Investor Relations Captor Therapeutics ®
Request to place certain matters on the agenda of the Extraordinary General Meeting of Shareholders of the Company convened for 24 February 2025
Current report No. 8/2025
Date of preparation: 3 February 2025
Subject: Request to place certain matters on the agenda of the Extraordinary General Meeting of Shareholders of the Company convened for 24 February 2025
Legal basis: Article 56 sec. 1 point 2 of the Public Offering Act – current and periodical information
The Management Board of Captor Therapeutics S.A., with its registered office in Wrocław (the “Company”), announces that on 31 January it became aware of a request by a shareholder of the Company, Mr Michał Walczak, representing more than 1/20 (one twentieth) of the Company's share capital (the “Shareholder”), to add to the agenda of the Extraordinary General Meeting of Shareholders of the Company convened for 24 February 2025. (as announced by the Company in current report 5/2025 of 28 January 2025) (“GSM”), an agenda item as follows:
7. Adoption of a resolution on the determination of additional remuneration for the Chairman of the Supervisory Board of the Company.
The content of the Shareholder's motion together with the draft resolutions is attached hereto.
In connection with the above, the Management Board of the Company presents the agenda of the GSM taking into account the changes introduced at the request of the Shareholder.
The changes consist in the introduction to the agenda, after the previous item No. 6, of a new item marked as No. 6, while the previous item No. 7 is marked as No. 8.

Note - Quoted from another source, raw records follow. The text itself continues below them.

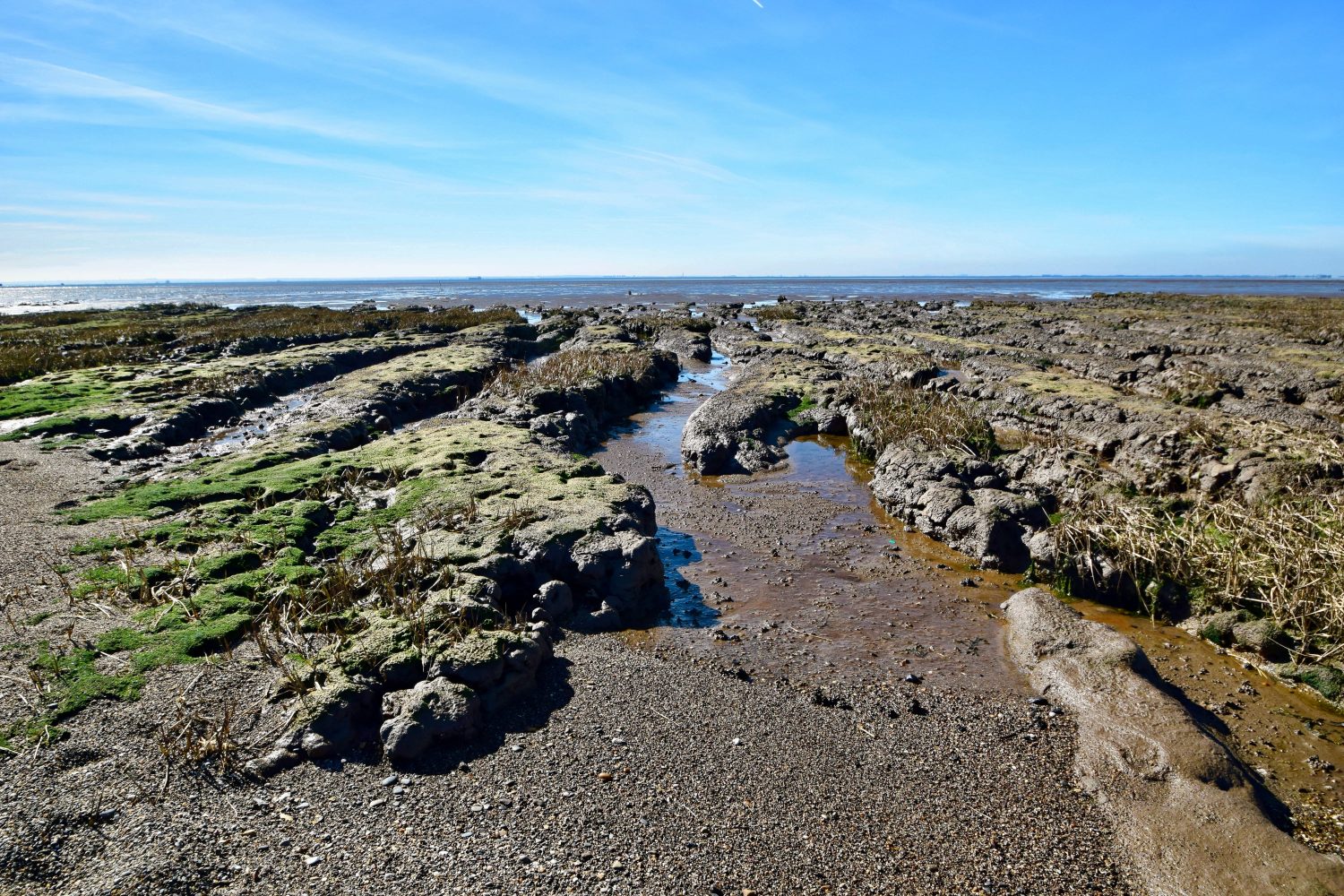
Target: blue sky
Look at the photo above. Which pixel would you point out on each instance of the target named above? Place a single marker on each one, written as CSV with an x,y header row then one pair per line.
x,y
156,140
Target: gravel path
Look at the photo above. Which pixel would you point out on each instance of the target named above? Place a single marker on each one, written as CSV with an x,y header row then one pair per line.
x,y
625,774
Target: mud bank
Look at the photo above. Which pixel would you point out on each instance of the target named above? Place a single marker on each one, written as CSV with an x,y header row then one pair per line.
x,y
381,591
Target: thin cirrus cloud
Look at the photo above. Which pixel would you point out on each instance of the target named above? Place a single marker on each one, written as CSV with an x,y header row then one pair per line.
x,y
46,78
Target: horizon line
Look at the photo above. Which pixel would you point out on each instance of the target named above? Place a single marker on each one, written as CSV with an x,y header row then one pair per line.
x,y
160,281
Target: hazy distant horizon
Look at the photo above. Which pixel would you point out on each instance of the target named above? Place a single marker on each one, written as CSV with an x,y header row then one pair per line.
x,y
295,140
155,281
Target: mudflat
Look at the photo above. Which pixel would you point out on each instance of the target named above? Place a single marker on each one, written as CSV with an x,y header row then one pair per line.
x,y
698,599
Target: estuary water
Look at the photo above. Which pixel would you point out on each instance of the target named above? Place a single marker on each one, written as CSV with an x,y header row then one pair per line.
x,y
609,290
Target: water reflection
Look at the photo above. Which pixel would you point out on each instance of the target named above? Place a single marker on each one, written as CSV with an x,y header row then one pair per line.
x,y
685,603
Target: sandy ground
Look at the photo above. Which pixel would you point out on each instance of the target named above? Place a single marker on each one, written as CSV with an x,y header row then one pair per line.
x,y
788,754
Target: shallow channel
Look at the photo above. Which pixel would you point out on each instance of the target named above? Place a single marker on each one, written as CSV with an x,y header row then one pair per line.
x,y
798,573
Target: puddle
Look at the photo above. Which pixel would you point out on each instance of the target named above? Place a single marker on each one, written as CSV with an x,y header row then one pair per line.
x,y
801,575
687,607
18,424
253,426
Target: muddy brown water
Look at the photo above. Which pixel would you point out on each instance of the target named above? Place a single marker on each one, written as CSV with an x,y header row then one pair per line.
x,y
797,573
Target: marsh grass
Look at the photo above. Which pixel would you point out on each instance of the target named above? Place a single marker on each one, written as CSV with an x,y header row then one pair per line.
x,y
774,314
196,732
1308,319
889,413
43,343
569,370
1282,557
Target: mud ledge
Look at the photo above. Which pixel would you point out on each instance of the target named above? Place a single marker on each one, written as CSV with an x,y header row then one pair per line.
x,y
1188,813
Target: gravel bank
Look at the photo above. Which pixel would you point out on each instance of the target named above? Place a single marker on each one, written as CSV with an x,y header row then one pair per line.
x,y
625,774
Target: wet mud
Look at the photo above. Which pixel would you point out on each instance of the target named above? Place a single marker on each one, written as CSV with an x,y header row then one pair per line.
x,y
797,573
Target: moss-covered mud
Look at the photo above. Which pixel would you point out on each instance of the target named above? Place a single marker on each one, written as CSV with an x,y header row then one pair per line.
x,y
358,540
362,544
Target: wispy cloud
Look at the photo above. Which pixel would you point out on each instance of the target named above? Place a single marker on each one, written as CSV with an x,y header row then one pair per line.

Following the changes introduced, the Management Board of the Company, pursuant to Article 401 § 2 of the Commercial Companies Code, presents the following amended agenda of the AGM:
1. Opening of the Extraordinary General Meeting.
2. Election of the Chairperson of the Extraordinary General Meeting.
3. Confirmation that the Extraordinary General Meeting has been duly convened and is capable of adopting binding resolutions.
4. Adoption of the agenda of the Extraordinary General Meeting.
5. Adoption of a resolution on amending Resolution No. 14 of the Annual General Meeting of the Company of 16 May 2019 on the establishment of a share-based incentive programme for the Company's employees, previously amended by Resolution No. 22 of the Annual General Meeting of 26 June 2020 and Resolution No. 10 of the Extraordinary General Meeting of the Company of 8 January 2021.
6. Adoption of a resolution on authorising the acquisition of own shares by the Company.
7. Adoption of a resolution on determining additional remuneration for the Chairman of the Company's Supervisory Board.
8. Closing of the Extraordinary General Meeting.
In view of the above, the Company's Management Board submits:
1. the content of the Shareholder's request,
2. the content of the announcement on the change of the agenda,
3. content of the new form of proxy taking into account the added draft resolution.